The Mudcat Café TM
Thread #64838 Message #1071285
Posted By: Don Firth
12-Dec-03 - 08:13 PM
Thread Name: BS: The Good Things about the Iraq Occupation
Subject: RE: BS: The Good Things about the Iraq Occupatio
Gareth, as you dump on Bobert and his West Virginny slide rule, I can't follow your line of thinking. In the meantime,
Excerpts from just released article in the Washington Post:
WASHINGTON — Defense Department auditors have discovered that a Halliburton subsidiary may have overcharged the government $61 million on a contract to supply fuel for Iraq, a Pentagon official said yesterday. In another contract to operate U.S. military mess halls, Halliburton, which was headed by Dick Cheney before he became vice president, would have been overpaid $67 million if auditors hadn't questioned the arrangement, officials said, citing findings of a draft audit. ### On the gas contract, Halliburton subsidiary KBR (Kellogg, Brown & Root), has been charging the U.S. government $2.27 a gallon to deliver gasoline from Kuwait, while another similar contract for gas from Turkey is charging only $1.18, the official said . . . On the contract to operate mess halls, the official said that Halliburton told the Pentagon its subcontractor price would be $220 million. But auditors examining Halliburton's operations found that at that time, the company already had awarded a subcontract under which the cost was actually $67 million lower than that. ### Rep. Henry Waxman, D-Calif., who has taken the lead in questioning the Halliburton contracts, said in a statement that the draft report "confirms what we've known for months. Halliburton has been gouging taxpayers and the White House has been letting them get away with it." ### Cheney was defense secretary from 1989 until 1993, and then was chief executive at Halliburton from 1995 until 2000, when he resigned to join George W. Bush on the 2000 Republican ticket.

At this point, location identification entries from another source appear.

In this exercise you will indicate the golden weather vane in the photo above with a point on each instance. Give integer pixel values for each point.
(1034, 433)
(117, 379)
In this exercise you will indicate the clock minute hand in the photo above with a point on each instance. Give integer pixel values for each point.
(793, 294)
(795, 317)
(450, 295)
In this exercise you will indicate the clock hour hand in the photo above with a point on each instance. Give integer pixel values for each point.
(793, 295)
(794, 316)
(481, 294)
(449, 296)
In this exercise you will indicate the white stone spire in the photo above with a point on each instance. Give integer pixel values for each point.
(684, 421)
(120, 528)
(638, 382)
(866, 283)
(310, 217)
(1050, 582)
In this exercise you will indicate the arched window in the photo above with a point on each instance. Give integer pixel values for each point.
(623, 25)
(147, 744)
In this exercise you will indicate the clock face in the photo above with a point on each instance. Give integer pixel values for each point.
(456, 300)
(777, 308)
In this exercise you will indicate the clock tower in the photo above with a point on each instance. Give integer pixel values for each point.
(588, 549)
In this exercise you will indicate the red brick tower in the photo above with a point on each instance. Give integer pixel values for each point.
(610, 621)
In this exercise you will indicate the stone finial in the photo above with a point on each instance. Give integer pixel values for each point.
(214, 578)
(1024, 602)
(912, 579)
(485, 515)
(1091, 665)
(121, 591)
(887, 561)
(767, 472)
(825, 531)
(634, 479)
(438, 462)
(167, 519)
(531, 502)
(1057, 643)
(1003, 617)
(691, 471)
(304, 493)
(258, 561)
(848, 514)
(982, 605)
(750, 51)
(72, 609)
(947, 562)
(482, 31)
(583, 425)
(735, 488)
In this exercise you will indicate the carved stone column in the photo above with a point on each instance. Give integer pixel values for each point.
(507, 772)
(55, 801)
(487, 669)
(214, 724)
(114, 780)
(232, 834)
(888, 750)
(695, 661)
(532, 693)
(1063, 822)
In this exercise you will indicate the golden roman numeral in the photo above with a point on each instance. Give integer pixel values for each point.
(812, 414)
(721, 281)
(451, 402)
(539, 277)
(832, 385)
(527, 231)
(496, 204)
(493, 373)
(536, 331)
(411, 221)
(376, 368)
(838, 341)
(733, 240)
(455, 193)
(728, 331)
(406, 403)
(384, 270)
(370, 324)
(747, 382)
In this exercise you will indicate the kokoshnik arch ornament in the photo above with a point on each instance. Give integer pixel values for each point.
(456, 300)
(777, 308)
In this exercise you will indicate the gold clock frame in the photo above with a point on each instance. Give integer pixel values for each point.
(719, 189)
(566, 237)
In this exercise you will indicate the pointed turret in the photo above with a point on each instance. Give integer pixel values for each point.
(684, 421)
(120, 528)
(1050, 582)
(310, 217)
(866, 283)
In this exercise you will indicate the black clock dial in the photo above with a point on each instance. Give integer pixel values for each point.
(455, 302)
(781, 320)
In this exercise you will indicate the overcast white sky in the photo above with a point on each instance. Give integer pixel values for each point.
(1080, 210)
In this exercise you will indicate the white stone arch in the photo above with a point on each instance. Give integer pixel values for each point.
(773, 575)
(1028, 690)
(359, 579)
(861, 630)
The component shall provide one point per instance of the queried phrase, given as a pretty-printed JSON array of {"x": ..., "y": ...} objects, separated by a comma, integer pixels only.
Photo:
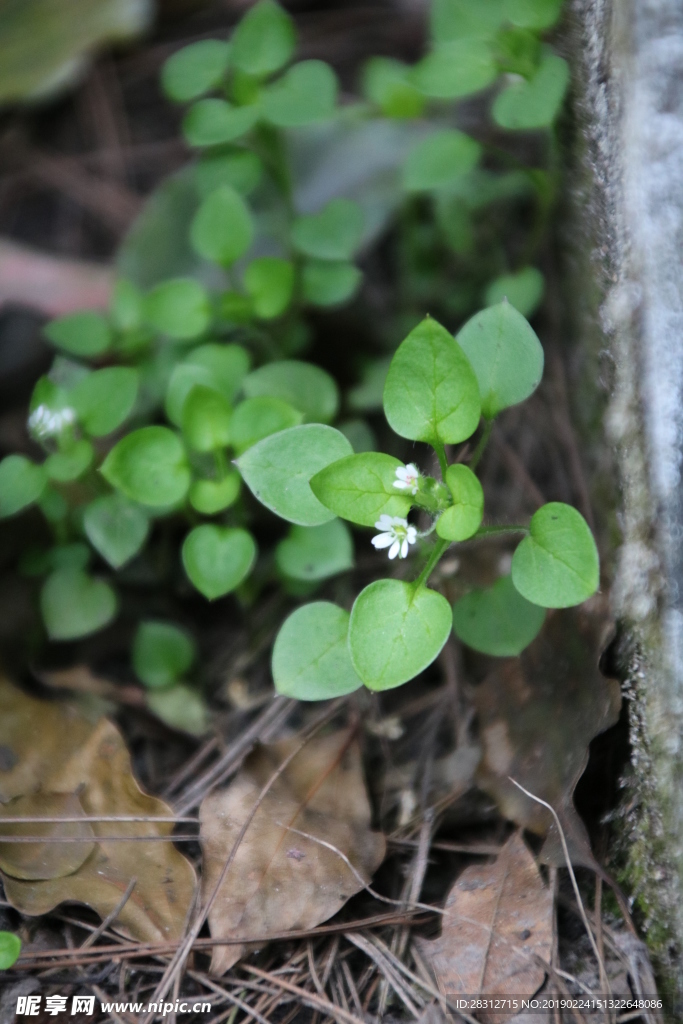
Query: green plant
[
  {"x": 437, "y": 390},
  {"x": 154, "y": 414},
  {"x": 10, "y": 947}
]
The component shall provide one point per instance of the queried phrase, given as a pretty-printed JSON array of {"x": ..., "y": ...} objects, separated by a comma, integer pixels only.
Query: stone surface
[{"x": 628, "y": 206}]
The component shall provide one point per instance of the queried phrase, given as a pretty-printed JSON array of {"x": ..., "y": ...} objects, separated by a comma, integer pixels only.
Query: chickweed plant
[{"x": 193, "y": 385}]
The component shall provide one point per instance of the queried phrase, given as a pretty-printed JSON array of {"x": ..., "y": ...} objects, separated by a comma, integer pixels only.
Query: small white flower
[
  {"x": 45, "y": 422},
  {"x": 396, "y": 535},
  {"x": 408, "y": 478}
]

The two contracts in question are among the biggest the U.S. government has let for operations in postwar Iraq. They are open-ended arrangements under which about $5 billion has been spent so far, one of the Pentagon officials said.
Still listening to the radio. Rumsfeld just came on with a sound-bite about the Halliburton audit and he's dancing as fast as he can, but he ain't no Fred Astaire.